Ah the bell rings...I must go stir my dye pot!

Saturday, October 25, 2014

Asian Ladybugs Under Glass

Every year I create a new beetle design for me and my fellow beetle collectors.
This year I present the Asian ladybug.

Yes, it's my favorite time of the year....I just finished my Beetles Under Glass limited edition for 2014.   I was inspired by a photo I saw with hundreds of multi-colored ladybugs on a log.  They ranged in color from yellow to reddish orange and had lots of spots.

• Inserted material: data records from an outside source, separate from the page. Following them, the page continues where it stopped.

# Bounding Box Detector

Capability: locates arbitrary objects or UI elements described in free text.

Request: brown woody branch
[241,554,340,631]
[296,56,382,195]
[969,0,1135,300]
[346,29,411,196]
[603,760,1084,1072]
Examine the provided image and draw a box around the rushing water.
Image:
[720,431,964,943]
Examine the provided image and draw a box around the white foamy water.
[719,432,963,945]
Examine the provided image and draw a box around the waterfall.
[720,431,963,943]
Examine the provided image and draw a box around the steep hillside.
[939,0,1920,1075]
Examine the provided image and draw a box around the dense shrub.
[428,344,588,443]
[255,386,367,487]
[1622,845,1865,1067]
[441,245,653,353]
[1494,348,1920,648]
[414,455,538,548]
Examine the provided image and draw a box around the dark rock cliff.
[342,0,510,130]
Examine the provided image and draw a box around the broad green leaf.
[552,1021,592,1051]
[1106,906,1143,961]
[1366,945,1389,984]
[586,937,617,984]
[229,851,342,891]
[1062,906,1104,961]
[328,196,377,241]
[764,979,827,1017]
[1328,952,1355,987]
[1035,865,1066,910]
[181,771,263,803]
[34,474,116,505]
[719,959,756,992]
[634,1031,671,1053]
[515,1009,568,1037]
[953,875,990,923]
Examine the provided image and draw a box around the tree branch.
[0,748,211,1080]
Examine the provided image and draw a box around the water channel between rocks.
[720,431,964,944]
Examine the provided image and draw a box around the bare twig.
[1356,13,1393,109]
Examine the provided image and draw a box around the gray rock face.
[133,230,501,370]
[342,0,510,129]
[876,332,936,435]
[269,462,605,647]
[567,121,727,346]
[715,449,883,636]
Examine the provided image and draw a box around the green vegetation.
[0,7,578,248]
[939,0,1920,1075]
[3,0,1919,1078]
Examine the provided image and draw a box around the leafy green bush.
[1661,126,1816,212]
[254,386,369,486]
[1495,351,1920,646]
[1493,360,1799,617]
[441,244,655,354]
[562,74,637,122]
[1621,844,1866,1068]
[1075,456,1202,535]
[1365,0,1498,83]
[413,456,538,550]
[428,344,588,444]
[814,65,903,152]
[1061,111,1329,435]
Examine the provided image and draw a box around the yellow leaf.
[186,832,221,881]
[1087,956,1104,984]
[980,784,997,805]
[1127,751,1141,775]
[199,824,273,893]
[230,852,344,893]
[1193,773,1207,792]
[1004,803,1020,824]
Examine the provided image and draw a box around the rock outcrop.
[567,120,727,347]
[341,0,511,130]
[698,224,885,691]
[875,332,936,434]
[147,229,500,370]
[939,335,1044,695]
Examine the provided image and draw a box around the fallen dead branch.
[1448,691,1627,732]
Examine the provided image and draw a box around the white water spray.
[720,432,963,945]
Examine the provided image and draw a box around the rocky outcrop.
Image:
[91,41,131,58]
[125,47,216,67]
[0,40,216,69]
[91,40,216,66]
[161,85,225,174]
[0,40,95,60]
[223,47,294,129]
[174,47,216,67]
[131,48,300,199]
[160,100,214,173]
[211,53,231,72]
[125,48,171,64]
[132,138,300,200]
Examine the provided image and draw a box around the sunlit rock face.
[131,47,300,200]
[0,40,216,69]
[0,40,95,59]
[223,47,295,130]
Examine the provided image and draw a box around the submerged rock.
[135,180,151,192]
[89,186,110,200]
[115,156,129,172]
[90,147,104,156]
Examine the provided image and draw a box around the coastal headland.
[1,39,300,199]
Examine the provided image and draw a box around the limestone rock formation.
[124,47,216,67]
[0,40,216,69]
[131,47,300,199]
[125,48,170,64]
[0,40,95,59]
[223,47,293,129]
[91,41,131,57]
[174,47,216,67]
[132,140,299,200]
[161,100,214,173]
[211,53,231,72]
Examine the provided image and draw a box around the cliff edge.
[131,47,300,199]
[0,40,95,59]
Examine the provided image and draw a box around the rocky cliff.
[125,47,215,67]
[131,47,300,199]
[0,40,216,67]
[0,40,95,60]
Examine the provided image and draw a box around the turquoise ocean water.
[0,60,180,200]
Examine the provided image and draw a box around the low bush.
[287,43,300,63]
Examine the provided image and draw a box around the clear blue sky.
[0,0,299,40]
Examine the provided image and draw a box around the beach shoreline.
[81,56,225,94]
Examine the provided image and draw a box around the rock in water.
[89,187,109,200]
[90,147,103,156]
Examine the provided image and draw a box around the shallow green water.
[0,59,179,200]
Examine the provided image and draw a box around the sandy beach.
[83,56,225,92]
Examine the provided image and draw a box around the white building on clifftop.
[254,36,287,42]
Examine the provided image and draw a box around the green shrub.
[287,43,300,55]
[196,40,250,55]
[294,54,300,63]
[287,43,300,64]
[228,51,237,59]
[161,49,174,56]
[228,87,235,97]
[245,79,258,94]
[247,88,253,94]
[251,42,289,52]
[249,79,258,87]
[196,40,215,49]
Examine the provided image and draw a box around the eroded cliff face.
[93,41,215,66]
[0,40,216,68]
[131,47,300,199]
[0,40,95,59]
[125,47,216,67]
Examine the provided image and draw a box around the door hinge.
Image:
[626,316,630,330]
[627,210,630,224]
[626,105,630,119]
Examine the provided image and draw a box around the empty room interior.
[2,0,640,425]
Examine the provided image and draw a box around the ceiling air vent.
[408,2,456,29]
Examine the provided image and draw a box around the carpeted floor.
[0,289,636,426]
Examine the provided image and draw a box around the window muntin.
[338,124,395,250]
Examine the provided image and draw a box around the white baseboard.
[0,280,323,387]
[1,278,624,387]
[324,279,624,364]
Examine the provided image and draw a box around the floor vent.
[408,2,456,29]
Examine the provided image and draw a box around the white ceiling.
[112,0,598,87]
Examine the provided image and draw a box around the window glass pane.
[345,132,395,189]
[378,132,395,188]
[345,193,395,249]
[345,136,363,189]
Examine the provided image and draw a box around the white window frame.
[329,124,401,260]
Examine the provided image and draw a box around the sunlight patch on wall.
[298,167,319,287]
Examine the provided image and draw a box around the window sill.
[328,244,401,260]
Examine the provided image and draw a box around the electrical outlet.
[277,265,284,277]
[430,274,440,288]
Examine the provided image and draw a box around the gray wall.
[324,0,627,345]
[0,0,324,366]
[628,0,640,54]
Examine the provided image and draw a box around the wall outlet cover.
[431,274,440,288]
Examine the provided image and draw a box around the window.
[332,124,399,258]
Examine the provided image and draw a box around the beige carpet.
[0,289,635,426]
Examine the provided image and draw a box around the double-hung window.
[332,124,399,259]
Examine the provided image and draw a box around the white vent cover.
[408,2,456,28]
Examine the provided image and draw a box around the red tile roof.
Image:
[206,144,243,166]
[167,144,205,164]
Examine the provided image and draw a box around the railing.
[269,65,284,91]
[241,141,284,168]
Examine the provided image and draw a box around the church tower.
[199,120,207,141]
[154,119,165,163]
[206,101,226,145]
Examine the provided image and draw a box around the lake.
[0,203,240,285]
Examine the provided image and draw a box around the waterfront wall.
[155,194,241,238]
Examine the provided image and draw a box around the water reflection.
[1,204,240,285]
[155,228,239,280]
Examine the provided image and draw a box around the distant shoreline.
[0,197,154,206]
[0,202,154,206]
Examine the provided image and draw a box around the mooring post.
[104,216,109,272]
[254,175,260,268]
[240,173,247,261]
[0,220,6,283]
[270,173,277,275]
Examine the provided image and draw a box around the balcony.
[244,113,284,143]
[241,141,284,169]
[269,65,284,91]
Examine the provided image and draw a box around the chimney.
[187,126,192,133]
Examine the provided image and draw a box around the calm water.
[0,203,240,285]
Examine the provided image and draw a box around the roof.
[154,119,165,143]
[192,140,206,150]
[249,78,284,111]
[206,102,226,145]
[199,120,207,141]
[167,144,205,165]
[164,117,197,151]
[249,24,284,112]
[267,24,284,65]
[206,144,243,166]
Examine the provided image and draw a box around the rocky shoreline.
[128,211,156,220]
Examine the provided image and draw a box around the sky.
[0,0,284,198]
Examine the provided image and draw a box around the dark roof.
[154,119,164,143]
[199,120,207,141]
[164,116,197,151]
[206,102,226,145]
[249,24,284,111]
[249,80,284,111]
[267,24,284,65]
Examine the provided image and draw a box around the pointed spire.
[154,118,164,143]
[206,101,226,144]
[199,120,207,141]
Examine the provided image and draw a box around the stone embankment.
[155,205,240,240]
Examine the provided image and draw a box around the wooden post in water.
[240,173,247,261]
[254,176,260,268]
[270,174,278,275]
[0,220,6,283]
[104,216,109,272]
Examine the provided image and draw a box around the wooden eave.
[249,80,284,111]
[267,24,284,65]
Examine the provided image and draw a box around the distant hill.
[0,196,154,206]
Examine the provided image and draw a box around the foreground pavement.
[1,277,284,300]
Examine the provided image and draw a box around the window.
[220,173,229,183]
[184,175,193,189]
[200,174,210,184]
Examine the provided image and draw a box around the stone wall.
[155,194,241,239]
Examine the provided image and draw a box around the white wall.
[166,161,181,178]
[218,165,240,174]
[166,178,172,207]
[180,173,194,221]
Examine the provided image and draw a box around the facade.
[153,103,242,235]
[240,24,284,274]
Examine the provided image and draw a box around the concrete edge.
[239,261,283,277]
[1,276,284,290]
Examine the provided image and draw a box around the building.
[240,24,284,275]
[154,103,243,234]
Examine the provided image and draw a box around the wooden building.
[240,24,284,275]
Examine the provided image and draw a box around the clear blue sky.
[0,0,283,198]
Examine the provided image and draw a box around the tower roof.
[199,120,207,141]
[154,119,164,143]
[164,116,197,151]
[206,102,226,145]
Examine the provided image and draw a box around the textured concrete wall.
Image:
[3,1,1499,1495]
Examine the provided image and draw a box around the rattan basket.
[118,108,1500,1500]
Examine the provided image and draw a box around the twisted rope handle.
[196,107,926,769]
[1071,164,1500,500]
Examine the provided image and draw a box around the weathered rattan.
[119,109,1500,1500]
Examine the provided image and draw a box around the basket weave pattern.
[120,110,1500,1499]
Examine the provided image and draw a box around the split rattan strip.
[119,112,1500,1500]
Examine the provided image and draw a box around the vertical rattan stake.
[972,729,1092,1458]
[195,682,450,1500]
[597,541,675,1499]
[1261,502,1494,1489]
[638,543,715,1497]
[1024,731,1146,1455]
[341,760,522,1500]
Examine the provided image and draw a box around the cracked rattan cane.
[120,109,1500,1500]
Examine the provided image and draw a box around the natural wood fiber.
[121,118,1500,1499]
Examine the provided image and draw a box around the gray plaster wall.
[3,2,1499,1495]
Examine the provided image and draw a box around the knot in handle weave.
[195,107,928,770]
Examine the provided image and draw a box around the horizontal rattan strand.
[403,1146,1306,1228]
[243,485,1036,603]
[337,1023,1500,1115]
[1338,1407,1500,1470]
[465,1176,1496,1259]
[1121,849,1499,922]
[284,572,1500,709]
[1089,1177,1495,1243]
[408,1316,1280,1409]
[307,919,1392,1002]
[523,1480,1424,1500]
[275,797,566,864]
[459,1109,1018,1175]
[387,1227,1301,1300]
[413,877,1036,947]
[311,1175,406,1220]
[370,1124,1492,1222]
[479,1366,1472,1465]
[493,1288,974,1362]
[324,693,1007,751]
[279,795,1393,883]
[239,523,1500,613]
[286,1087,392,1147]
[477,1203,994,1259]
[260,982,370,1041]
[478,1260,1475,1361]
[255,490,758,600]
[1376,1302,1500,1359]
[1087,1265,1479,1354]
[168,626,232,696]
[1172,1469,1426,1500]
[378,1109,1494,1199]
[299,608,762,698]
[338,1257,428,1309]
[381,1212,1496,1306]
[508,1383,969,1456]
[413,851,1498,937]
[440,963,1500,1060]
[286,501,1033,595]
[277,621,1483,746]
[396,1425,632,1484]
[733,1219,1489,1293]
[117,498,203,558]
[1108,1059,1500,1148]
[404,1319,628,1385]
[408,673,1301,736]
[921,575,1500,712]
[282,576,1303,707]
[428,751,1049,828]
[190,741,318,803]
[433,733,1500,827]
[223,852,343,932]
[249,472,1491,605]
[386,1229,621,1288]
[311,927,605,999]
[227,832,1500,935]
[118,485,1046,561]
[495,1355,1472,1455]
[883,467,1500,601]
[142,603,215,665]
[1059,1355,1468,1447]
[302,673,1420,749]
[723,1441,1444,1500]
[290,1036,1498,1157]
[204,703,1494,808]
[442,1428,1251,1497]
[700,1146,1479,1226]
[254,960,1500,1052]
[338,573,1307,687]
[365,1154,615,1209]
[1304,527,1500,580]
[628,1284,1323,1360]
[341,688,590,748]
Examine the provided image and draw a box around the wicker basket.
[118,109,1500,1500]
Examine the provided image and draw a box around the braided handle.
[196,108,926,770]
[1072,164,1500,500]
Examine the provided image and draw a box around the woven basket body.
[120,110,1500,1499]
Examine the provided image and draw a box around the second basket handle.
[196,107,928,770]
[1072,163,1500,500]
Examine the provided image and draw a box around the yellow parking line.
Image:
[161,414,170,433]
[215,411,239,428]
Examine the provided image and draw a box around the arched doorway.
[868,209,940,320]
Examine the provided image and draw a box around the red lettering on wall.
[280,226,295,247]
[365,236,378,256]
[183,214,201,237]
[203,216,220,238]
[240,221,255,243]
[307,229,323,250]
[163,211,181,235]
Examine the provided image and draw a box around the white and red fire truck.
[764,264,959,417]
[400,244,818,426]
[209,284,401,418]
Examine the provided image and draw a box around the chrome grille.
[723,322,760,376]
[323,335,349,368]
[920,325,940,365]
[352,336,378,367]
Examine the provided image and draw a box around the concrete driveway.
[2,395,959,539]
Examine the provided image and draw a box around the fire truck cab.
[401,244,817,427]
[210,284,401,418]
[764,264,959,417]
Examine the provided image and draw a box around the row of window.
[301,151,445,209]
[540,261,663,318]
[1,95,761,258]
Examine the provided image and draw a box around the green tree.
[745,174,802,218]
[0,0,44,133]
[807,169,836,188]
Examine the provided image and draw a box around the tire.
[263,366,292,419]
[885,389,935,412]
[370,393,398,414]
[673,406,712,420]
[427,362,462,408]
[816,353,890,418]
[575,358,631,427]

Last year, I put the 'good' ladybugs under glass...this year I did their evil sister - the Asian Ladybug.  The Asian ladybugs (aka Halloween or Harlequin ladybugs) were introduced into the US to help eradicate pests but over time turned into pests themselves.   Even so, they were still fun to weave with each one a slightly or not so slightly different color ranging between yellowish green and reddish orange.  And of course, they had to have a bit of glitz.

Become a collector!

They will be available for a sale at the following events:

The SCHG Weaving and Fiber Festival
Sunday November 2nd
Torrance Cultural Center, Torrance CA

The Designing Weavers Exhibit & Sale
Saturday and Sunday November 22-23rd
Sierra Madre Women's Club
Sierra Madre, CA

Sunday, September 14, 2014

Mr. and Mrs. Roberts Visit Escondido

Mr. and Mrs. Roberts hanging around
at the Escondido Municipal Gallery.

This is the other set of brass rubbings which I framed in fiber.  It is a rubbing of the brass of William and Joyce Roberts from 1484.  They are current on exhibit at the Escondido Municipal Gallery in Escondido until September 26th.

Here are the details about the pair:

Rubbed by Sophia Bair at St. Johns Church
Digswell, Hertfordshire 1970

Framed in fiber by Nicki Bair

In the original brass of 1484 the two shrouded figures, William and Joyce Roberts, were turned towards each other with hands raised in prayer.  The husband has his hair in pudding basin fashion while his wife has long flowing hair.  Note the shroud is tied at top and bottom and meets in the middle with the bare feet and legs visible. 

As noted on the 1484 brass, William Robert was the auditor of the Bishop of Winchester.   Apparently this is a memorial to his wife since William Robert was not dead at this time.  They had two sons and two daughters. William later remarried and died in 1508.  His brass at death pictured him, his two wives Margaret and Joyce plus all six of his children.  The later brass indicated he was the auditor of King Henry VIII.